MOHAMMAD IDRIS Vs. NAUSHAD AHMAD

Decided On January 09, 2015
MOHAMMAD IDRIS Appellant
V/S
NAUSHAD AHMAD Respondents

JUDGEMENT

(1.) Having heard the rival contentions, it transpires that Original Suit No. 415/94 launched by the plaintiff (in the capacity of receiver appointed by the Court) against Mohammad Idris seeking eviction from a small portion of the land, which seems to be a part of a big premises as referred the suit property in the schedule mentioned in the last of the plaint. The defendant Mohammad Idris, who succeeded in the property in question after the death of his father Imam Ahmad, pleaded that the suit could not have been instituted in the regular civil court because the premises in question was a building given on rent to his father. So, the proceedings under Section 20 of the Rent Control Act in the Court of Judge, Small Causes should have been initiated. This suit was dismissed by the trial court on 27.7.2001, but its judgment was overturned in appeal No. 132/2001 on dated 12.12.2002. Feeling aggrieved, the tenant Mohammad Idris has come up before this Court in second appeal. Following substantial questions of law were accepted to have been formulated at the time of admission:

(2.) The first substantial question of law is based on the premise that the rented premises was in the shape of a building. So, the Civil Court was not having jurisdiction and the suit ought to have been filed in the Court of Judge, Small Causes. It was contended that even in the times of his father Imam Khan, some correspondences/posts were received at the address of the premises, which reflects that the property in question was a dwelling place. It was not merely open land and once it is shown that the property in question was a dwelling place, it is enough to presume that it was a roofed structure or the building, as has been envisaged under the UP Rent Control Act.

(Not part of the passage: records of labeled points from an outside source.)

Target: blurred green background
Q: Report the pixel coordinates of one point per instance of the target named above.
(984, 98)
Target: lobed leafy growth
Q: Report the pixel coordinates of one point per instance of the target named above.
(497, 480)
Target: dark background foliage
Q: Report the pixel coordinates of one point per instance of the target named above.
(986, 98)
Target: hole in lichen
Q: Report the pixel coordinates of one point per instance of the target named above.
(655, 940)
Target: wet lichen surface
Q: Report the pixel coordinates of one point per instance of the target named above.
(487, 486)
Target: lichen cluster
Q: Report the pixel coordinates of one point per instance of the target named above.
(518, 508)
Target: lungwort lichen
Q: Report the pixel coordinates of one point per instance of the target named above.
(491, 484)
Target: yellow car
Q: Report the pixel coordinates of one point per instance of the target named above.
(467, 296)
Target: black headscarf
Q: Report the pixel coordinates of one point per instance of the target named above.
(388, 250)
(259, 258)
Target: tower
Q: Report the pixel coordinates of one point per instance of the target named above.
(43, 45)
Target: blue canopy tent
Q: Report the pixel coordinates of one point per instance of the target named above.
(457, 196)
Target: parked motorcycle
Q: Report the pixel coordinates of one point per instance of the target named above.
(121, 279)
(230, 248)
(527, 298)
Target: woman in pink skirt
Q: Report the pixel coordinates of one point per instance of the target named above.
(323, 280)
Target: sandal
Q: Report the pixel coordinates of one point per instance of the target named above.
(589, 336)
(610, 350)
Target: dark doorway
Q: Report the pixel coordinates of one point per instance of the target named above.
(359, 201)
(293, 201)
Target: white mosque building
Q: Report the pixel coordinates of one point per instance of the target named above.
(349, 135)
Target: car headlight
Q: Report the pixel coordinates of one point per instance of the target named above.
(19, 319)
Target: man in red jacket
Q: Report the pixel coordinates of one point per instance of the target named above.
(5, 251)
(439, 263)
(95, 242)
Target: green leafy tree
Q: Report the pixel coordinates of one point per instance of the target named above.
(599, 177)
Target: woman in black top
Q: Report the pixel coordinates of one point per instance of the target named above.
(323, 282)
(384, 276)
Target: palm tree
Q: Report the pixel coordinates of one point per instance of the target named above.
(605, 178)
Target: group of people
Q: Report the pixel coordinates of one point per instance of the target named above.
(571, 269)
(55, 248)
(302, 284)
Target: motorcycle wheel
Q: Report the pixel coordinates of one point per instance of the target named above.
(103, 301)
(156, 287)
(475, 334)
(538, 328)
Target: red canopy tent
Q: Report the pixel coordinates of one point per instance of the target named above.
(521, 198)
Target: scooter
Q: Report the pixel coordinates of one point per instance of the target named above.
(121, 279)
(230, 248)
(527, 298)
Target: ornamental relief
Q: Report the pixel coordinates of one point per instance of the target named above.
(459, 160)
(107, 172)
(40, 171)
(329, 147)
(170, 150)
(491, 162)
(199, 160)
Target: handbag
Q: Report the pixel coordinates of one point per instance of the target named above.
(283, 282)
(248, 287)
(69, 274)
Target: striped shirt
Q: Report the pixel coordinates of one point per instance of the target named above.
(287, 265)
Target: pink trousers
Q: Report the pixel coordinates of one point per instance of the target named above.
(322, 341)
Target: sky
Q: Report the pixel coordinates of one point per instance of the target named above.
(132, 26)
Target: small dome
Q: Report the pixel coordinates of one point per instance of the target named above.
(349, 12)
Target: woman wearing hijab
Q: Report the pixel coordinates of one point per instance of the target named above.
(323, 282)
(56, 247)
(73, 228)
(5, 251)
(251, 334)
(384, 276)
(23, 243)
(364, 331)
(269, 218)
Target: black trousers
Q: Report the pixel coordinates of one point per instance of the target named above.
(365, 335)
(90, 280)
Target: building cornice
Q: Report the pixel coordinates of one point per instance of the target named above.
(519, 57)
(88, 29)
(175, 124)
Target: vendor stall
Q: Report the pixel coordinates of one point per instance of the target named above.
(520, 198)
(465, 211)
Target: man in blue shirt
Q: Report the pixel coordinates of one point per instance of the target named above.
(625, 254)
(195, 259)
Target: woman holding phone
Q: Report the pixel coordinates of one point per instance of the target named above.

(3.) This argument of the learned Counsel for the appellant has been refuted by the learned Counsel of the respondent by making the submissions that the rented place was simply a small plot of vacant land and this tin roofed structure in the shape of a kothi (if any) was erected by Imam Khan at his own expenses and this argument is supported by the rent receipts which have been filed on the record bearing the signature of the defendant Mohammad Idris. These rent receipts show that the same were for the open plot in property number 44/13 Gandhi Road, Dehradun. This way, it is sufficient to prove that the rented place was not a roofed structure but only a small piece of vacant land. Being so, the suit cannot be held to be barred from the jurisdiction of the Civil Court. So, this substantial question No. 1 is answered accordingly.